Это ее обвиняющий взгляд, и он мне хорошо знаком. И все равно я чувствую себя виноватым. Я и до этого чувствовал себя виноватым. Виноватым в том, что она одинока. Виноватым в том, что я никчемный сын. И мне было грустно оттого, что однажды с ней, не дай Бог, может что-нибудь случиться.
Машу ей рукой с тротуара, но она уже ушла. Где бы я был теперь, если бы не мама? Не знаю и не хочу знать.
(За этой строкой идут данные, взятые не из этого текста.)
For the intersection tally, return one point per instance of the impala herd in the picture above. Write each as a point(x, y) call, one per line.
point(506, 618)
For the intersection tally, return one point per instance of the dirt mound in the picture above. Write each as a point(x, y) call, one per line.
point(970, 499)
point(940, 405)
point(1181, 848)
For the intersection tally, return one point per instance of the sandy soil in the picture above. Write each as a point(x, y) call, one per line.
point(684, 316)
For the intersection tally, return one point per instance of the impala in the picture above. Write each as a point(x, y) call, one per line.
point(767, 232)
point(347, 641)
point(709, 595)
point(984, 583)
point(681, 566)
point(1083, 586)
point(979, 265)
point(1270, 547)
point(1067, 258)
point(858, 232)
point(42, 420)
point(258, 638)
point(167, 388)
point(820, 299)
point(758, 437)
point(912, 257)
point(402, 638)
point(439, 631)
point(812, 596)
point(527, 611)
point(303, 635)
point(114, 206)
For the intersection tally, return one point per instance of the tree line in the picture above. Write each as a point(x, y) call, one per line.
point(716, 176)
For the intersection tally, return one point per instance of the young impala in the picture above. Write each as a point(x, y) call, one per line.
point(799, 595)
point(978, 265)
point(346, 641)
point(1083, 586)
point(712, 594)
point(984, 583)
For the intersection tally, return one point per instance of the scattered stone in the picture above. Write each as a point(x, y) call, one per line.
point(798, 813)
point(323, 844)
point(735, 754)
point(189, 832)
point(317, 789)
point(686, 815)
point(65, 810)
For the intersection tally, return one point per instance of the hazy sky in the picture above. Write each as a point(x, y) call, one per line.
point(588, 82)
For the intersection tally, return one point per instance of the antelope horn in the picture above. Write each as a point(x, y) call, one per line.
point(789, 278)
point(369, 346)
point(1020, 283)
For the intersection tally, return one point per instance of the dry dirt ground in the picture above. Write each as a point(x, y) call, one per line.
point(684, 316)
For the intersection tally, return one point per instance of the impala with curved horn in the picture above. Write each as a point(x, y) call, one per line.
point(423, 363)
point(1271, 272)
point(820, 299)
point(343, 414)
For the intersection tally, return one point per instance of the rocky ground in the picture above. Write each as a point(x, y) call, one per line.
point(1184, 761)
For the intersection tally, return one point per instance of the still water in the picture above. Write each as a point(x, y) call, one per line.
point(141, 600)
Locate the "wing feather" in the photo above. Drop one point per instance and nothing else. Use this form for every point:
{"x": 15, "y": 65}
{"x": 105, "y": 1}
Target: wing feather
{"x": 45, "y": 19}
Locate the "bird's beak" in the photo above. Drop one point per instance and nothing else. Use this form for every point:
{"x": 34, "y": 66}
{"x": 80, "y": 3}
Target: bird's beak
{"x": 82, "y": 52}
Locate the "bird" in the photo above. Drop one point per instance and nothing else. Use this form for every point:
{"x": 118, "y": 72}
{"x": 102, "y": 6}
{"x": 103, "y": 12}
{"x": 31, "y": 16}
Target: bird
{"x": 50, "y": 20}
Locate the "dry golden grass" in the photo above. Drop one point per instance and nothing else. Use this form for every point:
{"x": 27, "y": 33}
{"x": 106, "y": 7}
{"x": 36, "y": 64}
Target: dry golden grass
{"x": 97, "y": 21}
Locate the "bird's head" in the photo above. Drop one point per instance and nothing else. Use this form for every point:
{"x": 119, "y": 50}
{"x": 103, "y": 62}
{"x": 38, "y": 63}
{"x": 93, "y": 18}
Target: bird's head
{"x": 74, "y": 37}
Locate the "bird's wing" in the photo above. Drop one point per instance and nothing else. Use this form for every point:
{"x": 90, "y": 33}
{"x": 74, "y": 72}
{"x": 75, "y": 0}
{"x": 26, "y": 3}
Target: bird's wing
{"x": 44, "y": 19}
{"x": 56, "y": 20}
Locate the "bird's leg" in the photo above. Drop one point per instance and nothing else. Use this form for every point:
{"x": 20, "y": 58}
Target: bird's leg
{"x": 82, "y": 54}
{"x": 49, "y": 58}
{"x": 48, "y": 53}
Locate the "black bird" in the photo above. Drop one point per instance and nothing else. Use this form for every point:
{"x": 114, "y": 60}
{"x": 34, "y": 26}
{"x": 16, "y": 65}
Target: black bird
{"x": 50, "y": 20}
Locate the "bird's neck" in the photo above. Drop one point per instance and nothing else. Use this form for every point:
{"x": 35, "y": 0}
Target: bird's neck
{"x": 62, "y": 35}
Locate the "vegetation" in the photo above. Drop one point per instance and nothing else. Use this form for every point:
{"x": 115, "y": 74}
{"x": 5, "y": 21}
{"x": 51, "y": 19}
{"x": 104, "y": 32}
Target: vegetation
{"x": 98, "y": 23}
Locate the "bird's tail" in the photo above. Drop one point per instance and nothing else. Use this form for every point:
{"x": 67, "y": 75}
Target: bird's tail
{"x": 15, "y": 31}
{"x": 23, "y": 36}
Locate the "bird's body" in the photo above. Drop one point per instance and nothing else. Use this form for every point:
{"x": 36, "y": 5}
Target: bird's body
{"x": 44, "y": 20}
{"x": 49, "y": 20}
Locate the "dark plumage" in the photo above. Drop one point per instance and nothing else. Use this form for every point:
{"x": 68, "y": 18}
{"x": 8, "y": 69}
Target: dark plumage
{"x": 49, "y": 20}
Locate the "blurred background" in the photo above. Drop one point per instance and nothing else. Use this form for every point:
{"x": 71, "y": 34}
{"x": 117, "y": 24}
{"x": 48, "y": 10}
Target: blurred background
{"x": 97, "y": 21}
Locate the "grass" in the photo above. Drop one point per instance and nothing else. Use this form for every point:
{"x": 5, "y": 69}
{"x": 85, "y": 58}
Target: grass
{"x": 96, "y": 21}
Подъезжает автобус, но водитель уже другой, не тот старичок, которого я видел накануне. Тот, наверное, уже умер. Теперь водит какой-то парень лет двадцати с лишним. Он говорит «дружище», улыбается мне и, коль скоро я единственный человек в автобусе, решает, что просто обязан завязать со мной разговор. Я смотрю в окно, киваю и отвечаю «угу», когда он того ожидает.
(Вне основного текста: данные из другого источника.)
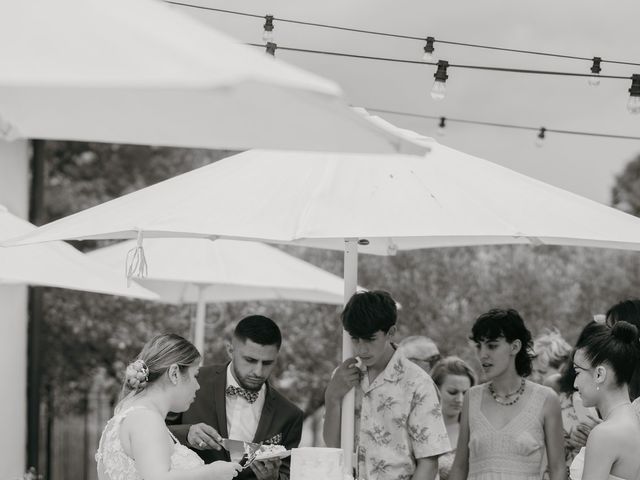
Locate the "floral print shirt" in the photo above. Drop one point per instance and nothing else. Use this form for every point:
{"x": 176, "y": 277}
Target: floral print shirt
{"x": 398, "y": 420}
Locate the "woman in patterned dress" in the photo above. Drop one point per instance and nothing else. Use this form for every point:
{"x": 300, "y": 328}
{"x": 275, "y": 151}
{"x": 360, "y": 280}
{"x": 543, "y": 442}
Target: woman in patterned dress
{"x": 135, "y": 443}
{"x": 508, "y": 423}
{"x": 453, "y": 377}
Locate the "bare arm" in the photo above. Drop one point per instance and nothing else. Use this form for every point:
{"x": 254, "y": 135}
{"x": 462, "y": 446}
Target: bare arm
{"x": 600, "y": 455}
{"x": 426, "y": 469}
{"x": 346, "y": 376}
{"x": 460, "y": 468}
{"x": 146, "y": 441}
{"x": 554, "y": 438}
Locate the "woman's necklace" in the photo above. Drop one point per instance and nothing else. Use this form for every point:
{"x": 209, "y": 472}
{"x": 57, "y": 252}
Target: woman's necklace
{"x": 517, "y": 394}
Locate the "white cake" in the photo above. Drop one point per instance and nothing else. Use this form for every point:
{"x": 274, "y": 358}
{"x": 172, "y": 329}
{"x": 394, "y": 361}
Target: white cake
{"x": 311, "y": 463}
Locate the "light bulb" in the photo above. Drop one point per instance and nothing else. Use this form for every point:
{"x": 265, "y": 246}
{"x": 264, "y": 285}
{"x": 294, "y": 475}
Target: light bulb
{"x": 8, "y": 131}
{"x": 438, "y": 90}
{"x": 540, "y": 137}
{"x": 633, "y": 105}
{"x": 267, "y": 36}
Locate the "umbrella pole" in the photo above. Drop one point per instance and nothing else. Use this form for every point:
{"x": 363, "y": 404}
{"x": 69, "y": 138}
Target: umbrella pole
{"x": 347, "y": 426}
{"x": 198, "y": 335}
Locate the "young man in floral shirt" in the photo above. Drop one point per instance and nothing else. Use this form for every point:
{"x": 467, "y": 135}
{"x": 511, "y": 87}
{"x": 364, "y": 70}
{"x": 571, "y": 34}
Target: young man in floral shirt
{"x": 399, "y": 428}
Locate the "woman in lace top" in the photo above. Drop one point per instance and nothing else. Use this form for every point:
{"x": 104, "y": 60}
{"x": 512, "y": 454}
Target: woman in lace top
{"x": 135, "y": 443}
{"x": 604, "y": 362}
{"x": 453, "y": 378}
{"x": 508, "y": 423}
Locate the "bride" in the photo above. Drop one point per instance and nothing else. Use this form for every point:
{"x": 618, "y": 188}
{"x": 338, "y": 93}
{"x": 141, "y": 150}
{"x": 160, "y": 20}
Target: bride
{"x": 135, "y": 443}
{"x": 604, "y": 362}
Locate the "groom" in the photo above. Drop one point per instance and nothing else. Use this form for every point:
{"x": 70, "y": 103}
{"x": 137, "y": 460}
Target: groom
{"x": 236, "y": 401}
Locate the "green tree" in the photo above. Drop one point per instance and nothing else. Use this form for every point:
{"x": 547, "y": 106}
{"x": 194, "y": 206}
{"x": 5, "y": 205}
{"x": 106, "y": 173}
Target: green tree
{"x": 625, "y": 193}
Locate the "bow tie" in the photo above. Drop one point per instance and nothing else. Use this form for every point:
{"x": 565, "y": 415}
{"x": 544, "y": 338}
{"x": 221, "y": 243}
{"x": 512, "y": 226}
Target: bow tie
{"x": 248, "y": 395}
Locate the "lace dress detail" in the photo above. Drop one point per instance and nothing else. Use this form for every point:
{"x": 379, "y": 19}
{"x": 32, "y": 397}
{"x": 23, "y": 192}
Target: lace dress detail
{"x": 513, "y": 452}
{"x": 115, "y": 464}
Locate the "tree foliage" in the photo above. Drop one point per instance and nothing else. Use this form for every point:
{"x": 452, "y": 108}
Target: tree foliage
{"x": 441, "y": 291}
{"x": 625, "y": 193}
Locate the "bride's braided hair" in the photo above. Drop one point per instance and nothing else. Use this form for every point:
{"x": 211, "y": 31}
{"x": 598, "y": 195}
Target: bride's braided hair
{"x": 157, "y": 355}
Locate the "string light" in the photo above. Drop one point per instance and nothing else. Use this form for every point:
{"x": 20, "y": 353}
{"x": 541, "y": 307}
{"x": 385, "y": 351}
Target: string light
{"x": 634, "y": 95}
{"x": 594, "y": 80}
{"x": 267, "y": 35}
{"x": 395, "y": 35}
{"x": 271, "y": 48}
{"x": 506, "y": 125}
{"x": 428, "y": 51}
{"x": 540, "y": 138}
{"x": 439, "y": 85}
{"x": 441, "y": 126}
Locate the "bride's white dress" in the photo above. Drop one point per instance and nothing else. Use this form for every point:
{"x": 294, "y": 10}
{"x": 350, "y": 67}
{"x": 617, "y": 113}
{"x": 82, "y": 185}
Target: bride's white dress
{"x": 577, "y": 466}
{"x": 115, "y": 464}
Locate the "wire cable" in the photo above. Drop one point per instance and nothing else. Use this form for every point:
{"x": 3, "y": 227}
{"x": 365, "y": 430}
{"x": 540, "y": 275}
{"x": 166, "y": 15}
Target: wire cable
{"x": 502, "y": 125}
{"x": 408, "y": 37}
{"x": 454, "y": 65}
Я уже проехал три четверти дороги до дома, когда увидел его. Он просто лежал на обочине и еще шевелился. По-моему.
— Останови автобус, — говорю я, вставая.
— Но вы же сказали…
— Просто остановись, ладно?
— Ну, ты тут начальник, дружище.
Он останавливает автобус, и если бы я действительно был его дружищем, он отдал бы мне четверть того, что я заплатил за проезд. Свист закрывающихся дверей, урчание мотора, скрип тяжелого железа, и автобус оставляет меня позади. Я бегом пересекаю дорогу и склоняюсь над ним. Он почти белый, с парой рыжих полосок. Рот его слегка приоткрыт. Он не двигается. Может, я ошибся, когда заметил его в первый раз. Когда я кладу руку ему на бок, то чувствую, что он еще теплый. Глаза его открыты и смотрят на меня. Он пытается мяукнуть, но не может. Одна нога торчит под тем же странным углом, что рука Кэнди.